Check whether a model satisfies a property (indra.explanation.model_checker
)
Shared Model Checking Functionality (indra.explanation.model_checker.model_checker
)
- class indra.explanation.model_checker.model_checker.ModelChecker(model, statements=None, do_sampling=False, seed=None, nodes_to_agents=None)[source]
The parent class of all ModelCheckers.
- Parameters
model (pysb.Model or indra.assemblers.indranet.IndraNet or PyBEL.Model) – Depending on the ModelChecker class, can be different type.
statements (Optional[list[indra.statements.Statement]]) – A list of INDRA Statements to check the model against.
do_sampling (bool) – Whether to use breadth-first search or weighted sampling to generate paths. Default is False (breadth-first search).
seed (int) – Random seed for sampling (optional, default is None).
nodes_to_agents (dict) – A dictionary mapping nodes of intermediate signed edges graph to INDRA agents.
- graph
A DiGraph with signed nodes to find paths in.
- Type
nx.Digraph
- add_statements(stmts)[source]
Add to the list of statements to check against the model.
- Parameters
stmts (list[indra.statements.Statement]) – The list of Statements to be added for checking.
- check_model(max_paths=1, max_path_length=5, agent_filter_func=None, edge_filter_func=None, allow_direct=True)[source]
Check all the statements added to the ModelChecker.
- Parameters
max_paths (Optional[int]) – The maximum number of specific paths to return for each Statement to be explained. Default: 1
max_path_length (Optional[int]) – The maximum length of specific paths to return. Default: 5
agent_filter_func (Optional[function]) – A function to constrain the intermediate nodes in the path. A function should take an agent as a parameter and return True if the agent is allowed to be in a path and False otherwise.
edge_filter_func (Optional[function]) – A function to filter out edges from the graph. A function should take nodes (and key in case of MultiGraph) as parameters and return True if an edge can be in the graph and False if it should be filtered out.
allow_direct (Optional[bool]) – Whether to allow direct path of length 1 (edge between source and target) to be returned as a result. Default: True.
- Returns
Each tuple contains the Statement checked against the model and a PathResult object describing the results of model checking.
- Return type
list of (Statement, PathResult)
- check_statement(stmt, max_paths=1, max_path_length=5, agent_filter_func=None, node_filter_func=None, edge_filter_func=None, allow_direct=True)[source]
Check a single Statement against the model.
- Parameters
stmt (indra.statements.Statement) – The Statement to check.
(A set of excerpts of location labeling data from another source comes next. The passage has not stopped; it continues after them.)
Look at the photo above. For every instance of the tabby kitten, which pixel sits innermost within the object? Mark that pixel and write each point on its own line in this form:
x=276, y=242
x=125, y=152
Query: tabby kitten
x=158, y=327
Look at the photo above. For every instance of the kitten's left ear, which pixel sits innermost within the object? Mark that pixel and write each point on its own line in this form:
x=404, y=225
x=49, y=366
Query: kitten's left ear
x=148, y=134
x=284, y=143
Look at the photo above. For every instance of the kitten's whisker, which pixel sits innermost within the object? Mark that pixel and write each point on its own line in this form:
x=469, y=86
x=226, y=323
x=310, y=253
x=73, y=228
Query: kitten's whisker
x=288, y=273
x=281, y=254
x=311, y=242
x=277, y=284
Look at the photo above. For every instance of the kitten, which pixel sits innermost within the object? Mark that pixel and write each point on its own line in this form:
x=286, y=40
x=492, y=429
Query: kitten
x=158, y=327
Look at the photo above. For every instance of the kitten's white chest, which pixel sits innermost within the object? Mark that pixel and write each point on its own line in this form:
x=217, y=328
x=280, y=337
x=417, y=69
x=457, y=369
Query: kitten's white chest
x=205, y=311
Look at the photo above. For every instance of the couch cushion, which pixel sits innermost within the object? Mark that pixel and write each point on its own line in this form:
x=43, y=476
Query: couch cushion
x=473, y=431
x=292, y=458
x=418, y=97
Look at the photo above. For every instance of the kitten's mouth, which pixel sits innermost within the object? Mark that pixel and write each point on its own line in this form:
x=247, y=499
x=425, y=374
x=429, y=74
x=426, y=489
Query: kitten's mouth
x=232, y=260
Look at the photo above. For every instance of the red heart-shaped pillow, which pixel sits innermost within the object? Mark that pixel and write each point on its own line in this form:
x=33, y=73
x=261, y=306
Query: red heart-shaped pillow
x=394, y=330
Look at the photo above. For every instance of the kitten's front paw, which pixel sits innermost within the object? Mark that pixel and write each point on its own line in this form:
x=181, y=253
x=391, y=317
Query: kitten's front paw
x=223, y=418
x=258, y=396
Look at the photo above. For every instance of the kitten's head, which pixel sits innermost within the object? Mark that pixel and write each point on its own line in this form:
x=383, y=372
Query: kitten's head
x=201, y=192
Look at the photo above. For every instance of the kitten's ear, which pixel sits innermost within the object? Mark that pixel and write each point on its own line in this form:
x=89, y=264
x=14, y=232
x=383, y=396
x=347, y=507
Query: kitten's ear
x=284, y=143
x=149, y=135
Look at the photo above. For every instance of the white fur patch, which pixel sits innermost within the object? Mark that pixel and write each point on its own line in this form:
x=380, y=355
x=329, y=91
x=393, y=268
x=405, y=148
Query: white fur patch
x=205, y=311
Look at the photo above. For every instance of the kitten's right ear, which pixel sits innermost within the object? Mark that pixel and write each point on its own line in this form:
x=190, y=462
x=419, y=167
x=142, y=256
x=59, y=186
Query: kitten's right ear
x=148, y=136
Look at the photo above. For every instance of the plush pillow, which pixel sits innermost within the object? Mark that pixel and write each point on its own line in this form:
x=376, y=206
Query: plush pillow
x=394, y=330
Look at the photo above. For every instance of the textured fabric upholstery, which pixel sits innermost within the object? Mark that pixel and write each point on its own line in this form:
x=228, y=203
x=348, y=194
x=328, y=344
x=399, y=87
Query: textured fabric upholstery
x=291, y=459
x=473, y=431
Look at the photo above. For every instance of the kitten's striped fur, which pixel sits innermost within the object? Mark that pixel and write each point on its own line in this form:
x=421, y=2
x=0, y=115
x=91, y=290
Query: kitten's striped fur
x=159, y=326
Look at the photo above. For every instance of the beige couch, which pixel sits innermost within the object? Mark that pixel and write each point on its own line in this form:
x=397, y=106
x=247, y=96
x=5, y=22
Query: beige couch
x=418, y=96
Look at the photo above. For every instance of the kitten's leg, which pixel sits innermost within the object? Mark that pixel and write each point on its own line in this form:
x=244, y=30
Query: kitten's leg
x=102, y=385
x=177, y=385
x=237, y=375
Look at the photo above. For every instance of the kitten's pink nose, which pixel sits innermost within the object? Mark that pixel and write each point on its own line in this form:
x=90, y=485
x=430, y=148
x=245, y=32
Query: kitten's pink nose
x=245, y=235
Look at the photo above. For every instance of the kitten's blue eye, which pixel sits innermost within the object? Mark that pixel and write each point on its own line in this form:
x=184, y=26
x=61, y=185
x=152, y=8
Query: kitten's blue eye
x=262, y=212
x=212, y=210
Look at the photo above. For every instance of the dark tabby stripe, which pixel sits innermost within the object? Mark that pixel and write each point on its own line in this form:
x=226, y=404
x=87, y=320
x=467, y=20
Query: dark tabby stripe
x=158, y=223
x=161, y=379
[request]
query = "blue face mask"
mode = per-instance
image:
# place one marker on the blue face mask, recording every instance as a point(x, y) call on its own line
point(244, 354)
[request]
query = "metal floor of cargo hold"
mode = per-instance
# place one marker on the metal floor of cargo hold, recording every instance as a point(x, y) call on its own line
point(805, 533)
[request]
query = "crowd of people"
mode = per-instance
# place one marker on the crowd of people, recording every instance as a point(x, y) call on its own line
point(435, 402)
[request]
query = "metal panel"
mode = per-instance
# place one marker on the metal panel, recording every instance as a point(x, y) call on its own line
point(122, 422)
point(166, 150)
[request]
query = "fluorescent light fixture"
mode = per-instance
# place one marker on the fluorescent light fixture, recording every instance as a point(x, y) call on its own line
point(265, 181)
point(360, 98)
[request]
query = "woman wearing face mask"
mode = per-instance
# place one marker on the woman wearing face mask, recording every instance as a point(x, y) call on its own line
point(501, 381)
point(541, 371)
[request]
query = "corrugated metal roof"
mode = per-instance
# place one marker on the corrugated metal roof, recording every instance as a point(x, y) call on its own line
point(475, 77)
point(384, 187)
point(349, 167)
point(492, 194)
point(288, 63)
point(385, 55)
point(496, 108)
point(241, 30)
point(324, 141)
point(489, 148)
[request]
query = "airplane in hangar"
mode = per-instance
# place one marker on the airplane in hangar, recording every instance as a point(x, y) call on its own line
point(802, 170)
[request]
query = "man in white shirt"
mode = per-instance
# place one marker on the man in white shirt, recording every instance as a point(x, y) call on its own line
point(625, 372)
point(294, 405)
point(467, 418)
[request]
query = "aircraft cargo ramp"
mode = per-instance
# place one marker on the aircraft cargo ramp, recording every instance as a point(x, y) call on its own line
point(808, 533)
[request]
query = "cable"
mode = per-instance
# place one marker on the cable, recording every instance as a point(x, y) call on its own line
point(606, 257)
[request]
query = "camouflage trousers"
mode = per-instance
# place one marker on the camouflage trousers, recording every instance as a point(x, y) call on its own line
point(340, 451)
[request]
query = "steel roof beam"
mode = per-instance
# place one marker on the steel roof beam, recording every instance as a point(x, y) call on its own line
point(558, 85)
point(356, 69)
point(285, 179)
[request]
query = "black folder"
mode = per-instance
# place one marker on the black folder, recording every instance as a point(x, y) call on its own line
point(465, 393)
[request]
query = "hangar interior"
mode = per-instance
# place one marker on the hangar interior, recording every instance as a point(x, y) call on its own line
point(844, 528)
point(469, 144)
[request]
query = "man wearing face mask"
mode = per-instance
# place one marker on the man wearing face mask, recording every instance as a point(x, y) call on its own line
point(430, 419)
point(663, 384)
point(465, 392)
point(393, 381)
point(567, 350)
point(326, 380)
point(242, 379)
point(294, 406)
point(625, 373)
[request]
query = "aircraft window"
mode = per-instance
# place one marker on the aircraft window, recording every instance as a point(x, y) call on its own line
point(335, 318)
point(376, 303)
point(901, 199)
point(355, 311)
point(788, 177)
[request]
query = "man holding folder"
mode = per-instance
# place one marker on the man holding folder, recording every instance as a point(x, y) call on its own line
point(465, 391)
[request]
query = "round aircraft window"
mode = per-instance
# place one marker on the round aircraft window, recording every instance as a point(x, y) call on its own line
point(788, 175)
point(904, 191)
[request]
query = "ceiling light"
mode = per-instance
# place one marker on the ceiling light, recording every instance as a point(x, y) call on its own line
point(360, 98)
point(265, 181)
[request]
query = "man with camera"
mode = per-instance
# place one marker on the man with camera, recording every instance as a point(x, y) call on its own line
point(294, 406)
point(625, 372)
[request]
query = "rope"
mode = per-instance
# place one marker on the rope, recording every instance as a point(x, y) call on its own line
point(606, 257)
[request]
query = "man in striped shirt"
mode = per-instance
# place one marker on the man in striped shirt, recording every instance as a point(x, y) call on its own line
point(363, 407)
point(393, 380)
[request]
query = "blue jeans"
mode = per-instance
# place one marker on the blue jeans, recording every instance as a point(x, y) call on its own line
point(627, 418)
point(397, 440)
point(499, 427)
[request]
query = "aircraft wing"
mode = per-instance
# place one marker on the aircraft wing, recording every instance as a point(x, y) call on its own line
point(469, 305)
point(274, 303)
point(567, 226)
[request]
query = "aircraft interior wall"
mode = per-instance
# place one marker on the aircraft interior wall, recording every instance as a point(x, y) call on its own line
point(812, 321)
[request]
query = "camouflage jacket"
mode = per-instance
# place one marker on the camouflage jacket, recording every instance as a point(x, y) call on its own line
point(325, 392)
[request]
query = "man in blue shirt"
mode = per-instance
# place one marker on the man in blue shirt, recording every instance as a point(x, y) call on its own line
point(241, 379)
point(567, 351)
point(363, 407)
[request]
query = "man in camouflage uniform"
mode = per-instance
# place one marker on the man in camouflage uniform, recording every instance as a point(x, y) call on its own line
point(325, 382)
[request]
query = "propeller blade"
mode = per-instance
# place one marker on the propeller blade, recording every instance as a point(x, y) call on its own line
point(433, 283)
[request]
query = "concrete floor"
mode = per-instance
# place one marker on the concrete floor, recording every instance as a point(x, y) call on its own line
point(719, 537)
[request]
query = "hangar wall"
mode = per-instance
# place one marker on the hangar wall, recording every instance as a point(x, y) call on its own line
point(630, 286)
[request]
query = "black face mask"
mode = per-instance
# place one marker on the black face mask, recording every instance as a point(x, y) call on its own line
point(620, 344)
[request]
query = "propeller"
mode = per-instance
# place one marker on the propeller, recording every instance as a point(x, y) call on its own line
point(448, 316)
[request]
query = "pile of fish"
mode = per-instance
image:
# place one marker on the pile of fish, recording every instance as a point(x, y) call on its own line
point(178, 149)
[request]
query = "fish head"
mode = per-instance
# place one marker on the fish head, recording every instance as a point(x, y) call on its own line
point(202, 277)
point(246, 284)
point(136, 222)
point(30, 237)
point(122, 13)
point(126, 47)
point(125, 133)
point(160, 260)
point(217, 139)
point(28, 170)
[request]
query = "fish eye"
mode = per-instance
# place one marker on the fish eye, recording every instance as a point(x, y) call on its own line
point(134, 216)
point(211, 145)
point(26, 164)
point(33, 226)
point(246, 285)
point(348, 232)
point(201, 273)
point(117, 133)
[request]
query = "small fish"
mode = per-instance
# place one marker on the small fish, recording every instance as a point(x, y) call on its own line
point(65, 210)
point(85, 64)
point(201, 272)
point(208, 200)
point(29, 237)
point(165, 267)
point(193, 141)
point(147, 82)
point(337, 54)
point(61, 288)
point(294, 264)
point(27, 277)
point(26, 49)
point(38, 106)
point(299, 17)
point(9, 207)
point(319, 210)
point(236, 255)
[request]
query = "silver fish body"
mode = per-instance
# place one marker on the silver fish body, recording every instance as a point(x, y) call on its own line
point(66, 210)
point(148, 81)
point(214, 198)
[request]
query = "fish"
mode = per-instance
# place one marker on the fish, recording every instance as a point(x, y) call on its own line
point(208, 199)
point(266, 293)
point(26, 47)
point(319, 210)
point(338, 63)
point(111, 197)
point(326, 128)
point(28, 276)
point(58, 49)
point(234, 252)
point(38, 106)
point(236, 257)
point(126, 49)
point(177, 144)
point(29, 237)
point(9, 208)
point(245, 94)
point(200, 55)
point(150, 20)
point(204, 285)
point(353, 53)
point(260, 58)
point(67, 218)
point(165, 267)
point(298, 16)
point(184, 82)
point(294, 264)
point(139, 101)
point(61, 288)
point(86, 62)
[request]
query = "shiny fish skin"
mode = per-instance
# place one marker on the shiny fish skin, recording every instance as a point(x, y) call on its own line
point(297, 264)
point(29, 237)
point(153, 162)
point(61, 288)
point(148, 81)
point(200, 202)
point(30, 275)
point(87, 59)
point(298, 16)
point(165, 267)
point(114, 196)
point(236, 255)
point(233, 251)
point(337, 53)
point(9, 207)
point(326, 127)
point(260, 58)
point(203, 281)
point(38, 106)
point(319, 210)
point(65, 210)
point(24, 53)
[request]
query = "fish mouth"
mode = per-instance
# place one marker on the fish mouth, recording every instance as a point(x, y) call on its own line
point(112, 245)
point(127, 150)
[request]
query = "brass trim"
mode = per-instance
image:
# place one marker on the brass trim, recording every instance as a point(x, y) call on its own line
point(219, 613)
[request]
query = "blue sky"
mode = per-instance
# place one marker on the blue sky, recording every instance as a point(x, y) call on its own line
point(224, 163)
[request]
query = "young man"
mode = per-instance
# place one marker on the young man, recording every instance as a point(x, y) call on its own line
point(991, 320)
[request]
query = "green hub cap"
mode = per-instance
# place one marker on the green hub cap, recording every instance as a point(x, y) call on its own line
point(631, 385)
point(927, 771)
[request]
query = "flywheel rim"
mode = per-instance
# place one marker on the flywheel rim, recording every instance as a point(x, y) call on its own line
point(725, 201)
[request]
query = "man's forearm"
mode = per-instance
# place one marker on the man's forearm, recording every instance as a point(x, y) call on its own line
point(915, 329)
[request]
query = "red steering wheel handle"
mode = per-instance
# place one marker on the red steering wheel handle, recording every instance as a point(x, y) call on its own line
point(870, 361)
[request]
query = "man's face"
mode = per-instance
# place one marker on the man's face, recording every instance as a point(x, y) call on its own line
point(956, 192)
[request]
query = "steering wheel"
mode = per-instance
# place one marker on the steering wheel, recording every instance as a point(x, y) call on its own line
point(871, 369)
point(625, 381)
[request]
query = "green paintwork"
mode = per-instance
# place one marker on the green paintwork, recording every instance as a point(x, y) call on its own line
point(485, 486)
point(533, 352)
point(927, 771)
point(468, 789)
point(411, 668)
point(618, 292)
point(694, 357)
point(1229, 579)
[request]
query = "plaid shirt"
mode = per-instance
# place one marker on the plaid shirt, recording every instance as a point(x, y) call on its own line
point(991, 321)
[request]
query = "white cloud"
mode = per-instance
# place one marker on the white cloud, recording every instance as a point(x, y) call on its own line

max_paths (Optional[int]) – The maximum number of specific paths to return for each Statement to be explained. Default: 1
max_path_length (Optional[int]) – The maximum length of specific paths to return. Default: 5
agent_filter_func (Optional[function]) – A function to constrain the intermediate nodes in the path. A function should take an agent as a parameter and return True if the agent is allowed to be in a path and False otherwise.
node_filter_func (Optional[function]) – Similar to agent_filter_func but it takes a node as a parameter instead of agent. If not provided, node_filter_func will be generated from agent_filter_func.
edge_filter_func (Optional[function]) – A function to filter out edges from the graph. A function should take nodes (and key in case of MultiGraph) as parameters and return True if an edge can be in the graph and False if it should be filtered out.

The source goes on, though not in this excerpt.